Der Lerngewinn in den Schulen in Nordrhein-Westfalen wird durch verschiedene Maßnahmen evaluiert. Nordrhein-Westfalen nimmt mit einer eigenen Landesstichprobe an ICILS (Internati­onal Computer and Information Literacy Study) teil.

Auch die jüngste Studie der „Initiative Soziale Marktwirtschaft“ bescheinigt Nordrhein-Westfa­len im Vergleich der Länder deutliche Fortschritte in der Digitalisierung (INSM Bildungsmonitor. Institut der deutschen Wirtschaft. Köln. 2022).

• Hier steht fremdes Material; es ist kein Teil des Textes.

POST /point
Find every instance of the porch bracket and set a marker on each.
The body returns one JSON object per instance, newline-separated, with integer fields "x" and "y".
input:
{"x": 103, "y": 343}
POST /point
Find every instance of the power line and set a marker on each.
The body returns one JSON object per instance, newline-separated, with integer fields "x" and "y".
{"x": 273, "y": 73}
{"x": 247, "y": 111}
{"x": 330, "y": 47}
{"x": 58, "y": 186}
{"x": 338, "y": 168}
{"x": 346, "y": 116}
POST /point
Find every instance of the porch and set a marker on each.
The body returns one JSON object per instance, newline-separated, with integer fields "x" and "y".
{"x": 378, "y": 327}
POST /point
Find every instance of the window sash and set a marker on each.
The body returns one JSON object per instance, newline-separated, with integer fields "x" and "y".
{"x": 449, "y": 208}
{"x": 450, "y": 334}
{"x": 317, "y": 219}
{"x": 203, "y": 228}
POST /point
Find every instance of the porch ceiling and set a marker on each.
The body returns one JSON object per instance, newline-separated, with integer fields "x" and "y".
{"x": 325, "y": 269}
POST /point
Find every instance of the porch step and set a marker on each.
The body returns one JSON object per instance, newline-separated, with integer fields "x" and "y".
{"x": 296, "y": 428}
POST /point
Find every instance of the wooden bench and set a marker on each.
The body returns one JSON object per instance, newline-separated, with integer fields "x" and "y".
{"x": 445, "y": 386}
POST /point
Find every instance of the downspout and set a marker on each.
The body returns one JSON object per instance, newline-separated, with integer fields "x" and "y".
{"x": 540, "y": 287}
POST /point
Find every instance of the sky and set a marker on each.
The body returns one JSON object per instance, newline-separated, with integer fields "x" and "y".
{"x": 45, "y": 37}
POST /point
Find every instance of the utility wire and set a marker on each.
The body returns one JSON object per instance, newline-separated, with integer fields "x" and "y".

Über diese allgemeinen Evaluationen hinaus ist für LOGINEO NRW eine besondere Evalua­tion geplant. Die „Dienstvereinbarung zur Einführung, Nutzung und Weiterentwicklung von LO-GINEO NRW“ (sowie im Falle von Realschulen ein entsprechender Erlass) sieht eine wissen­schaftliche Evaluation vor, die derzeit vorbereitet wird.

Darüber hinaus wird aktuell der entsprechende Austausch mit den Nutzerinnen und Nutzern weiter intensiviert, um so deren Rückmeldungen zu Erfahrungen aus der Praxis und ihrer Be­darfe aufzunehmen und einzubeziehen. Dazu wird ein „Praxisbeirat LOGINEO NRW“ einge­führt, der einen ständigen Dialog mit Anwenderinnen und Anwendern von LOGINEO NRW aus unterschiedlichen Funktionsbereichen heraus institutionalisiert.